Financial Analysts of the Firm

In order to find out the costs of goods manufactured by the company, numerous factors are to be taken into consideration by the financial analysts of the firm. First and foremost, the one shall take into consideration the costs for product design per new card, and then the batch setup costs are to be considered. The next step is to consider the costs of conversions and shipping costs. This stage is followed by the consideration of the selling and administrative costs. Having calculated the amount of the financial resources that have been spent to the aforesaid expense, the next step of the financial analyst is the division of the sum into the number of the commodities produced/ batches assembled. Following this algorithm, the one easily deducts costs per item and per batch.

The business offer of Mall-Mart department store is very lucrative from the financial point of view. This market option allows the company to accrue $ 6000 in revenues (although profit shall be separately deducted). But more importantly, this scheme helps the firm to attract and possibly to retain the new customer. The sales for the previous year indicate that the number of sales of the firm’s output is significant. Therefore, the conclusion can be drawn that the manufacture of the company is in great demand among the customers. On this assumption, the offer of the prospective customer shall be undoubtedly accepted and may be defined as ‘highly desirable’ for the company.

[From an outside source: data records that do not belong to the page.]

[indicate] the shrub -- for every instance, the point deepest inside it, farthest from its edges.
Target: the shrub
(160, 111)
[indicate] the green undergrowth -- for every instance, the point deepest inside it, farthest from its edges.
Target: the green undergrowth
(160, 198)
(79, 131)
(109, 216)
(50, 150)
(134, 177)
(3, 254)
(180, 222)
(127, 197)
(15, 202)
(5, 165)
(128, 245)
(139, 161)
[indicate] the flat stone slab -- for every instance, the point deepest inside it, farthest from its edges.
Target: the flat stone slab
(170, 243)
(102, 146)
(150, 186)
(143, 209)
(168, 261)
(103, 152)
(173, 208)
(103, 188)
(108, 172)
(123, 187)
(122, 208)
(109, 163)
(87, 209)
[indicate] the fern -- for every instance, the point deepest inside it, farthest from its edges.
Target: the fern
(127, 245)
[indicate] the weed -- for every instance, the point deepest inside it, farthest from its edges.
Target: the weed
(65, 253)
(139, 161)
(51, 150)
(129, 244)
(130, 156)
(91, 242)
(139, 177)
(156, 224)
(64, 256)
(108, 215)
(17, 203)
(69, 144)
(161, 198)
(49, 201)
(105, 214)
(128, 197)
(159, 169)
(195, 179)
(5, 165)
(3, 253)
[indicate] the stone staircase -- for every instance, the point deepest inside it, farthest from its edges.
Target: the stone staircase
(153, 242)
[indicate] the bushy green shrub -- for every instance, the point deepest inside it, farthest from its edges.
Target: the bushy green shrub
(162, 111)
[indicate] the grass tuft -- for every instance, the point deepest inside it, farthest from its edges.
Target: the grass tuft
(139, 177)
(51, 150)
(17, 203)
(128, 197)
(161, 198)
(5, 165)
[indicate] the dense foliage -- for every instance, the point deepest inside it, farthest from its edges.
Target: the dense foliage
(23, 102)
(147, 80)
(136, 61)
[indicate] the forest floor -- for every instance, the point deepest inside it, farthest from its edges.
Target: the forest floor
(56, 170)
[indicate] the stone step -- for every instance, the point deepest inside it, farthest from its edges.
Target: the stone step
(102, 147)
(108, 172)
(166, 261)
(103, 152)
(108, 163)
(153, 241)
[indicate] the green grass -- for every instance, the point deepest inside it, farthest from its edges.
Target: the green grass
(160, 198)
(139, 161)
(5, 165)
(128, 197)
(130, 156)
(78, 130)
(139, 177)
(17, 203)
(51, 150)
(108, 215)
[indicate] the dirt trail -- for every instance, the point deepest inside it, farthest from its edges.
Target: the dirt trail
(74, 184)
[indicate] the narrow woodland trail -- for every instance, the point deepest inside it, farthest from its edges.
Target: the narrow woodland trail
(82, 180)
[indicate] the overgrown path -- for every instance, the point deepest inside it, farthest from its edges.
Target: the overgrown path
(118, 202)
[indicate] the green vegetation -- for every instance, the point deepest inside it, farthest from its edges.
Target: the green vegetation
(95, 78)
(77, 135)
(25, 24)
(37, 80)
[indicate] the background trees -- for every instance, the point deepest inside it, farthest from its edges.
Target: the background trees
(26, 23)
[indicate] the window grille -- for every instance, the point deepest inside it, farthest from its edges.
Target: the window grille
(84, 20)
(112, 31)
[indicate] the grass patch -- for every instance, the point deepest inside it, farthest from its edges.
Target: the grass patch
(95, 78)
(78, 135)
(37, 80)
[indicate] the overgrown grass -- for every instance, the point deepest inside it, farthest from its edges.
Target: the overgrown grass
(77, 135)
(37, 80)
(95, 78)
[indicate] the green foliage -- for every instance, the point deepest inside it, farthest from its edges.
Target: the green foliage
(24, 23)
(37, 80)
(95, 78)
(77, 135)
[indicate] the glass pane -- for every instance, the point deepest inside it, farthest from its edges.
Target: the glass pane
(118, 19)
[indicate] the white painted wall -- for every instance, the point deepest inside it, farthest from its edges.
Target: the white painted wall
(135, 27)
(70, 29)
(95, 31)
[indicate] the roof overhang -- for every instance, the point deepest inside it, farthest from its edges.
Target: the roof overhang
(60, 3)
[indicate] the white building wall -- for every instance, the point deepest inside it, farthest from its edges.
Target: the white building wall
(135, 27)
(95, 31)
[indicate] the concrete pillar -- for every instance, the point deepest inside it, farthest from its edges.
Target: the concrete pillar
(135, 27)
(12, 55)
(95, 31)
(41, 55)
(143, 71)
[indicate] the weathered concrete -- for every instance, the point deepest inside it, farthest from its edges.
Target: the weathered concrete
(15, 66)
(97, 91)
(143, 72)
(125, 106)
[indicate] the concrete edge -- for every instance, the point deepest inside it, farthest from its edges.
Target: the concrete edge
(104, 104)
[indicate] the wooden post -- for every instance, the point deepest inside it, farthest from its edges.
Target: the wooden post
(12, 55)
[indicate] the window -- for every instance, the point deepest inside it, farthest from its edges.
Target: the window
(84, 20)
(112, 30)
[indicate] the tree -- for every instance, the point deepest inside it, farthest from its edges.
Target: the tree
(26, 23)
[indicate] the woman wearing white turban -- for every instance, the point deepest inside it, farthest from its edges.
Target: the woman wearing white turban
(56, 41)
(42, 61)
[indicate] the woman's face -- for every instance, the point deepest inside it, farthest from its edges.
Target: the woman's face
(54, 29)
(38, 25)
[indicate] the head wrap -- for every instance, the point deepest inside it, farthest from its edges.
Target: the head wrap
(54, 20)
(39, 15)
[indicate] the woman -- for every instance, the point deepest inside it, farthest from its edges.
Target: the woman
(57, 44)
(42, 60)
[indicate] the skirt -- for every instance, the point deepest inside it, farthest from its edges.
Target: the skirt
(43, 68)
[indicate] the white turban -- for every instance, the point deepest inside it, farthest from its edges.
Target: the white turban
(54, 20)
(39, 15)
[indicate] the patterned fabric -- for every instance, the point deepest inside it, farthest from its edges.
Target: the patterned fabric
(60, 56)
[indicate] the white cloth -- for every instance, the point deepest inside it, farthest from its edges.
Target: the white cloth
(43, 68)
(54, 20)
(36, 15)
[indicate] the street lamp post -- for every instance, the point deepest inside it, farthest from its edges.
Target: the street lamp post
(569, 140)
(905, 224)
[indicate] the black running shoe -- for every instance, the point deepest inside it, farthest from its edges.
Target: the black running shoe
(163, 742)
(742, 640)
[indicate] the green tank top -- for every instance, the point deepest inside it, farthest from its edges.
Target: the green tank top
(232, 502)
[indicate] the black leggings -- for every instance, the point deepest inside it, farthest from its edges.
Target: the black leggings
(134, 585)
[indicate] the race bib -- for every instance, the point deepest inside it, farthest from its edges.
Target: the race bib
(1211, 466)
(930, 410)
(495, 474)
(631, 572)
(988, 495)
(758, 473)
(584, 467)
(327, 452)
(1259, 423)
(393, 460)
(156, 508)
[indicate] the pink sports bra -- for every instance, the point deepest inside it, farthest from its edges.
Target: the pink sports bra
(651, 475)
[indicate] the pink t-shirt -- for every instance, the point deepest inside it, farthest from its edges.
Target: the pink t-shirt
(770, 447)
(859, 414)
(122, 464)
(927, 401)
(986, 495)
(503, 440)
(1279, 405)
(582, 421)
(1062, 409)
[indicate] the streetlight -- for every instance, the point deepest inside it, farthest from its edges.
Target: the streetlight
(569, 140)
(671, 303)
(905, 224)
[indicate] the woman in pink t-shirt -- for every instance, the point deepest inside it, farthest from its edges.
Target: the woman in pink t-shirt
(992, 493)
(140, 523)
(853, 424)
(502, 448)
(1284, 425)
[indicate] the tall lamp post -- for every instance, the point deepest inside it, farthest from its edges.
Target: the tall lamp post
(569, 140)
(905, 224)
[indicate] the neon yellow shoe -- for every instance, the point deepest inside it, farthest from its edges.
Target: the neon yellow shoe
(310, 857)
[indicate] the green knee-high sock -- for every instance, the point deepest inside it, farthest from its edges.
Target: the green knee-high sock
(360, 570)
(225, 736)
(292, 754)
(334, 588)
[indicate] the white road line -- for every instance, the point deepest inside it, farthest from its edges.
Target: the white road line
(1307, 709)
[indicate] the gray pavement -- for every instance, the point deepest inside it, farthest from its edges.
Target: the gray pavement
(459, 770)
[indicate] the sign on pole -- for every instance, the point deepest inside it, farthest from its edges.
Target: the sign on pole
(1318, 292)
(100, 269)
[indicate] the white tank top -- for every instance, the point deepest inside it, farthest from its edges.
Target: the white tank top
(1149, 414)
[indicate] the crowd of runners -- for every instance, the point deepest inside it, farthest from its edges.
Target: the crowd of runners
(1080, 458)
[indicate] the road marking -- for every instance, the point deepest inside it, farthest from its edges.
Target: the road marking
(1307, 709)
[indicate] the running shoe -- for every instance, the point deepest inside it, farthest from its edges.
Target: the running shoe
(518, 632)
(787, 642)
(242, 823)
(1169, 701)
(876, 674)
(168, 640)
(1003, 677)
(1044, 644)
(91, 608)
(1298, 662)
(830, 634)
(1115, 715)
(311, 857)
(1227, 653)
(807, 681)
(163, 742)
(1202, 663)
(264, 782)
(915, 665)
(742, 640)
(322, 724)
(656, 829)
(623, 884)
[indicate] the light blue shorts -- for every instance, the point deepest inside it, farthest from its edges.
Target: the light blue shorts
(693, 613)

The difference in calculations between the groups A and B is that in the first model, the one shall not considered prospective future sales in order to define the attractiveness of the possible transaction. Besides, in the second case the necessity to finance the product design and production mastering is absent, due to the fact that previous successful patterns have already been elaborated and financed.

Obviously, the most reasonable marketing decision will be the option to increase the production of the new commodities, Lion Tamer, while not completely abstaining from the production of the Bear Detectors. The fact that the production of the one unit of Bear Detector requires 2 hours of assemblage and Lion Tamer require only 1 fabrication hour and half an hour of the manual labor is the decisive factor, although the costs for the manual labor shall be considered. Overall, the previous accounting year indicated that the gross profit accrued by the Lion Tamer was more than 60% bigger than the profits brought by the sales of Bear Detectors.

The main peculiarities are that the production of the Lion Tamer require a portion of manual labor, this production is less time-consuming and is in greater demand among the customers. Besides, it must be particularly accentuated that the major competitor of the area is likely to file for a bankruptcy soon. The comparative analysis of the costs of goods indicates that the production of Beat Detectors is more costly while being less profitable for the company. ($ 530 000 of the expenses incurred by the Beat Detectors in contrast with the $ 81 000 associated with the manufacture of Lion Tamer items).

Therefore, the conclusion is twofold. Although, in order to increase profits it seems to be reasonable to cease the production of the Bear Detectors entirely, the supply of the Lion Tamer items has not already proved it’s stability in demand. Moreover, the labor costs are volatile in their nature and shall be permanently considered. If the labor costs increase, the profitable project may easily turn into the losing one. Therefore, the most advisable option for the Board of Directors is the decrease in the production of Bear Detectors (but not the total cancellation of the project) and the experimental increase in the production and sales of the Lion Tamer.